The use of engineered recycled fill broke the paradigm for sourcing and placing fill on projects like this. The normal methodology is to source low quality and low value excavation material, then to place it as it becomes available.
The approach on the Webb Dock West project was to utilise a crushed recycled material that could be produced and delivered by Alex Fraser and placed at rates of up to 4000 tonnes per day. Over seven months, Alex Fraser supplied 235,786 tonnes of Class 2, 3 and 4 Crushed Concrete, 30,509 tonnes of Class 2 Crushed Rock and 8349 tonnes of Recycled Sand.
Alex Fraser’s asphalt arm commenced paving in May 2015 and nearly 30,000 tonnes of both deep and thin lift asphalt was supplied, which included a high percentage of recycled content.
By using Alex Fraser recycled materials, the project achieved logistical savings of 520 fewer truck loads on the road and a carbon saving of approximately 1567 tonnes.

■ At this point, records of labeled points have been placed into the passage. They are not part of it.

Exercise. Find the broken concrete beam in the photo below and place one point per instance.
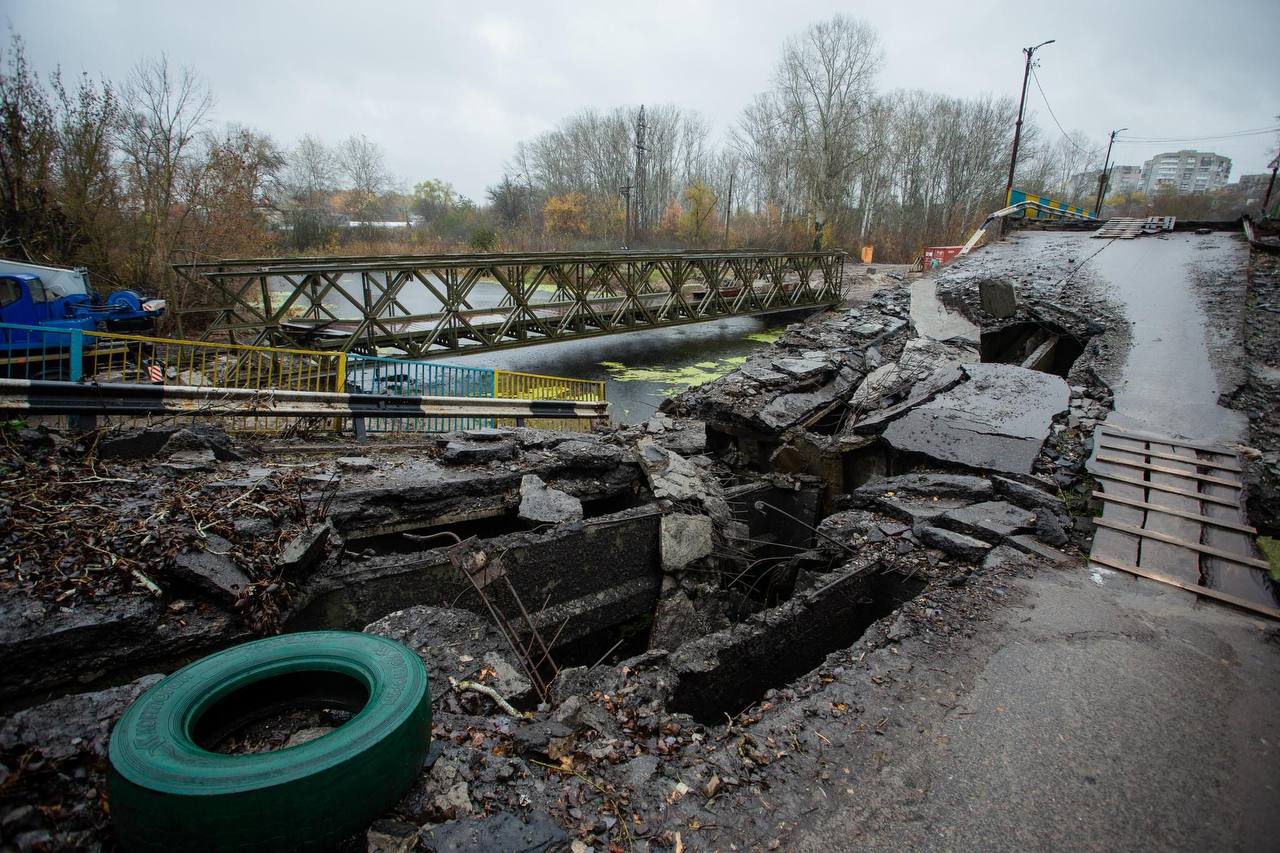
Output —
(927, 486)
(990, 520)
(1025, 496)
(951, 542)
(453, 643)
(1031, 544)
(621, 583)
(211, 570)
(684, 538)
(305, 550)
(64, 728)
(920, 392)
(135, 443)
(785, 410)
(461, 450)
(997, 420)
(670, 474)
(540, 503)
(488, 433)
(675, 623)
(805, 368)
(997, 297)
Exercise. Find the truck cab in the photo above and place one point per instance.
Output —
(60, 299)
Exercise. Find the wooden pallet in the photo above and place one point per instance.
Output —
(1170, 512)
(1130, 227)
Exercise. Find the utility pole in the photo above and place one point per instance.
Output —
(1271, 185)
(626, 227)
(638, 220)
(1022, 105)
(728, 208)
(1102, 178)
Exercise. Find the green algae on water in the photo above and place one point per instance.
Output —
(767, 336)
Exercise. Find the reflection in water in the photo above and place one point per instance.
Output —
(640, 369)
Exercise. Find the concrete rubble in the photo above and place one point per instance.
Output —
(730, 587)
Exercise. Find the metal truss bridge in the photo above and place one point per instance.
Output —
(424, 305)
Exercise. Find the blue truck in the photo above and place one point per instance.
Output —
(41, 308)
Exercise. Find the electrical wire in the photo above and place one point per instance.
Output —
(1234, 135)
(1065, 135)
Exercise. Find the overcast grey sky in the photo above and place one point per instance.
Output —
(448, 89)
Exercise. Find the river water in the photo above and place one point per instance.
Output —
(640, 369)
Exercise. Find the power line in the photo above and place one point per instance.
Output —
(1065, 135)
(1234, 135)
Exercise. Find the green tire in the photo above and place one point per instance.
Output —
(168, 793)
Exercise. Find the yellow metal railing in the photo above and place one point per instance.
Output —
(530, 386)
(110, 356)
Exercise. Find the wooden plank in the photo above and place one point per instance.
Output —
(1183, 543)
(1173, 457)
(1200, 591)
(1160, 469)
(1148, 484)
(1194, 516)
(1165, 439)
(1159, 555)
(1224, 575)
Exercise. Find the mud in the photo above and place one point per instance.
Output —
(766, 606)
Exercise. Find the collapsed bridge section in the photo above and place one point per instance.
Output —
(437, 304)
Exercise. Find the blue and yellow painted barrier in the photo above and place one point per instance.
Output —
(1045, 206)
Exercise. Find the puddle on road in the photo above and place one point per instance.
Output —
(1168, 382)
(933, 320)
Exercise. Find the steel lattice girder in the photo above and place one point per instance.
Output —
(430, 304)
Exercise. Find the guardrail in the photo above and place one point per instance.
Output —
(531, 386)
(108, 359)
(383, 375)
(45, 397)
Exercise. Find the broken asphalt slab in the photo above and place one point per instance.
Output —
(996, 420)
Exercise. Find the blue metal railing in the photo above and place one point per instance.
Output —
(41, 352)
(383, 375)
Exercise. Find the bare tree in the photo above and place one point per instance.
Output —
(805, 137)
(28, 142)
(165, 110)
(362, 164)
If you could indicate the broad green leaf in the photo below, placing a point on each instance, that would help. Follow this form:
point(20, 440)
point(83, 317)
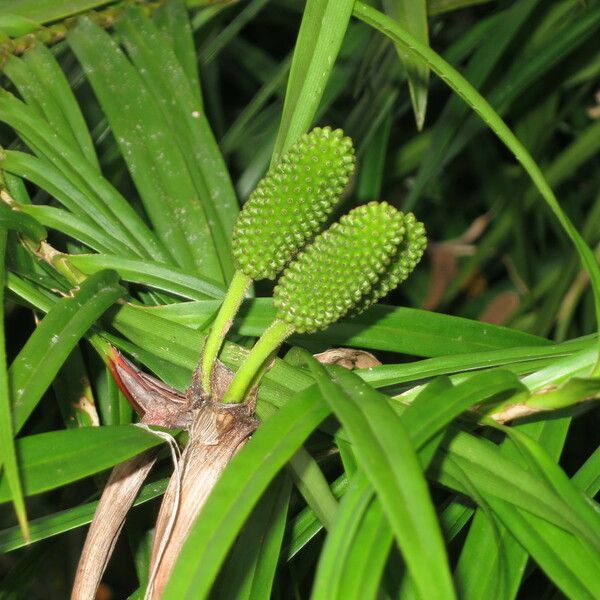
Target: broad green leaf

“CPB Contractors used thousands of tonnes of glass on Webb Dock West, and we have many more customers using high-quality recycled content on a large scale such as that,” says Mr. Murphy.
Alex Fraser has also supplied recycled materials for use in the $156 million Dingley Bypass, and is the primary supplier of road base materials for the $570 million Bulla Road to Power Street section of Melbourne’s Tulla Widening project.
“There’s no question the use of recycled materials, including glass as sand, has become much more common in the last 10 years in Victoria,” he says. “What the industry is achieving in Melbourne in recycled material use for major infrastructure is ahead of anything we’ve seen internationally. To make this work, we’ve had customers we can work closely with, and good people in every part of our business.”
Mr. Murphy says contractors will always be focused on meeting tight specifications, demanding timelines and competitive budgets. “Experienced contractors know that using recycled material can help them meet those objectives and deliver environmental benefits.”